Search Minerals Inc. (TSXV: SMY | OTCQB: SHCMF) continues to stand out as one of the most interesting, high-potential stories in the critical minerals space. With a focus on the four rare earths required for permanent magnets – neodymium, praseodymium, dysprosium, and terbium – the company is riding powerful supply/demand fundamentals.  

Demand for these unique elements comes especially from the defense industry (fighter jets and missile guidance systems), but also the EV industry, wind turbines, computer hard drives, MRI hardware and more.   

Yet on the supply side, there is a punch line you’ve heard before: the lion’s share of these minerals come from China, which poses important national security risks to the United States. 

Experts suggest we will need 10 times the current rare earth production by 2030 and 25 times by 2050. Considering that it can take 10+ years to get a new mine up and running, additional supply is far over the horizon. In the meanwhile, rising demand without a commensurate rise in supply will translate into higher prices.  

This will be a tailwind for Search Minerals, one of the few companies in North America that can help, in the short run, address this glaring supply problem. Support for this view comes from their recent PEA, which projects an NPV of $2.3 billion, capital cost of $442 million, a pre-tax NPV of 55%, and a payback period of 1.5 years.  

These are impressive numbers by any measure, but consider that they relate only to two of the five deposits at their site in Labrador – Deep Fox and Foxtrot. The other three are in early-stage exploration, but have the potential to greatly increase the size and economics of the project. 

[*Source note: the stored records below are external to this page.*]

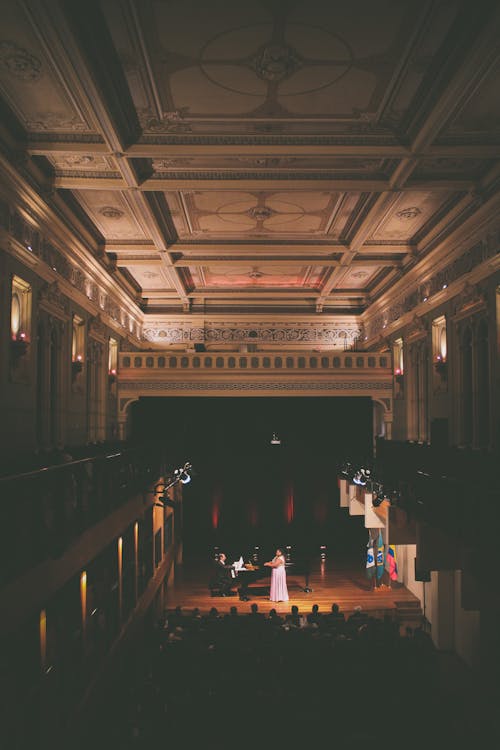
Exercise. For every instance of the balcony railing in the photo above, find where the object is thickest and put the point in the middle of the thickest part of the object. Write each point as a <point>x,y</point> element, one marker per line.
<point>250,362</point>
<point>43,511</point>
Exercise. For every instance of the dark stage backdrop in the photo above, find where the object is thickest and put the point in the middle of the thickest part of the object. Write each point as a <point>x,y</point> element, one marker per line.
<point>247,492</point>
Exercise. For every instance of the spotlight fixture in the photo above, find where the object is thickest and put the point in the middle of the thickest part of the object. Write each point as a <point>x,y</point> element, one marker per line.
<point>347,470</point>
<point>361,477</point>
<point>181,475</point>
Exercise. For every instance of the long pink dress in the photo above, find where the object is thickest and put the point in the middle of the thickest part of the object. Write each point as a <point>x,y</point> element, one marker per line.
<point>279,591</point>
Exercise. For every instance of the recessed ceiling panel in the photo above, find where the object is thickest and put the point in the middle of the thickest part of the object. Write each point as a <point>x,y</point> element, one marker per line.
<point>110,213</point>
<point>232,276</point>
<point>408,214</point>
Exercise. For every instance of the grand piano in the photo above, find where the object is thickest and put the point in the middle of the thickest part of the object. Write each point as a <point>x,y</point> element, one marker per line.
<point>247,576</point>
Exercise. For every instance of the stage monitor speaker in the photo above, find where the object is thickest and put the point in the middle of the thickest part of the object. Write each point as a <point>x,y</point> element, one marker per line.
<point>422,575</point>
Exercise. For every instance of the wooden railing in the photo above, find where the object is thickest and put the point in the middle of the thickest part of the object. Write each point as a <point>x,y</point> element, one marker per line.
<point>317,362</point>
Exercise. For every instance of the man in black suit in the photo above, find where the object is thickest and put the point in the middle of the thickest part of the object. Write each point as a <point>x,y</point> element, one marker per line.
<point>222,579</point>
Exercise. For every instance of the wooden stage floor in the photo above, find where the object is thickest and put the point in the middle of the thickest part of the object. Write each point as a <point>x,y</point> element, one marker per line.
<point>330,581</point>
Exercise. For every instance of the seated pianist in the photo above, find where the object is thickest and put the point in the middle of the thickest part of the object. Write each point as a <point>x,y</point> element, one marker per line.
<point>222,578</point>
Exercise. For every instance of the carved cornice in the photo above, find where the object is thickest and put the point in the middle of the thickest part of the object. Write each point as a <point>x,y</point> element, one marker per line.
<point>338,335</point>
<point>460,266</point>
<point>470,301</point>
<point>51,299</point>
<point>37,249</point>
<point>97,329</point>
<point>275,386</point>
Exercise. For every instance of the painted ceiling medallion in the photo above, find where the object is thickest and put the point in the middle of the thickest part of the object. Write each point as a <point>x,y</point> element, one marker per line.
<point>19,62</point>
<point>110,212</point>
<point>275,62</point>
<point>73,160</point>
<point>260,212</point>
<point>409,213</point>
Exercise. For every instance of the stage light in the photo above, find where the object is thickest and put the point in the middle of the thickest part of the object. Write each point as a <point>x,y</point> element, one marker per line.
<point>346,470</point>
<point>181,475</point>
<point>361,477</point>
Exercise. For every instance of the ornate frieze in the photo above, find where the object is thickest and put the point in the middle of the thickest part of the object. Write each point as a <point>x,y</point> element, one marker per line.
<point>185,332</point>
<point>278,385</point>
<point>52,299</point>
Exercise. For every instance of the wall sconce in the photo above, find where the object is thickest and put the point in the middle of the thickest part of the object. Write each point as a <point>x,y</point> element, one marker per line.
<point>399,376</point>
<point>76,366</point>
<point>19,346</point>
<point>441,366</point>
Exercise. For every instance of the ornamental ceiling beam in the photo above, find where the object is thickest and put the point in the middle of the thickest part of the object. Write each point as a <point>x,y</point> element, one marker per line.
<point>231,181</point>
<point>166,150</point>
<point>475,64</point>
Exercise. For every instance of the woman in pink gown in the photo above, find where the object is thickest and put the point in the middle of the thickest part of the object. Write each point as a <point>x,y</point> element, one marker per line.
<point>279,591</point>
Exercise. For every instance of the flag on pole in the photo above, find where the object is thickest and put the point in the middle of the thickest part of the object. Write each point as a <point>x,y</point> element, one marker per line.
<point>380,556</point>
<point>370,559</point>
<point>391,563</point>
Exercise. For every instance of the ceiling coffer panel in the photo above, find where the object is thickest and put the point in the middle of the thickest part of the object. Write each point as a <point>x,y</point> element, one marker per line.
<point>111,214</point>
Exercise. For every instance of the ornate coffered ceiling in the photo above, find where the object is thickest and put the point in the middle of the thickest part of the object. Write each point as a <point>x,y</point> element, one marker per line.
<point>240,157</point>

Besides controlling a large resource that could get much bigger, Search also has an important edge with respect to ore processing. To understand why, consider the fact that the US Geological Survey describes rare earths as “relatively abundant in the earth’s crust.” This oxymoron highlights the fact that rare earths aren’t in fact rare, but their deposits are low grade, and they come out of the ground in a tangled geochemical mess of other elements. 

Hence a big part of profitability in the rare earth world depends upon processing ore efficiently and effectively. Search Minerals does this using a patented “Direct Extraction Process” whereby ore goes through a grinding and magnetic circuit to produce concentrate at the mine site. This means less ore goes on to the next step, which is expensive chemical processing via solvent extraction. Less processing means less expense means more profitability. This in part explains the PEA’s reference to a 55% pre-tax NPV and a 1.5 year payback period.  

Surprisingly for the mining world, Search Minerals is on a very short fuse. Their stated goal is to have a bankable feasibility study in place in 2024, and to begin production in 2025. Rarely do we see mining companies moving this quickly, but Search is located in a mining-friendly area of Newfoundland and has received backing from various branches of the Canadian government. Presumably, this government support will help them navigate the permitting gauntlet.  

For a company with such a compelling story, Search Mineral’s stock appears deeply undervalued. With a market cap of only $37 million, it is trading far below the level implied by a standard rule of thumb in mining, which is that PEA-stage companies should trade at 10-20% of NPV. At the low end, this would suggest Search Minerals stock price should be about 7X higher, at a market cap near $200 million.  

This sort of valuation anomaly is not new in the junior mining world, but in this case, it seems especially pronounced. With several short-term catalysts, a huge deposit, and a big tailwind, Search Minerals seems to have all the ingredients for a potential major upward move in share price.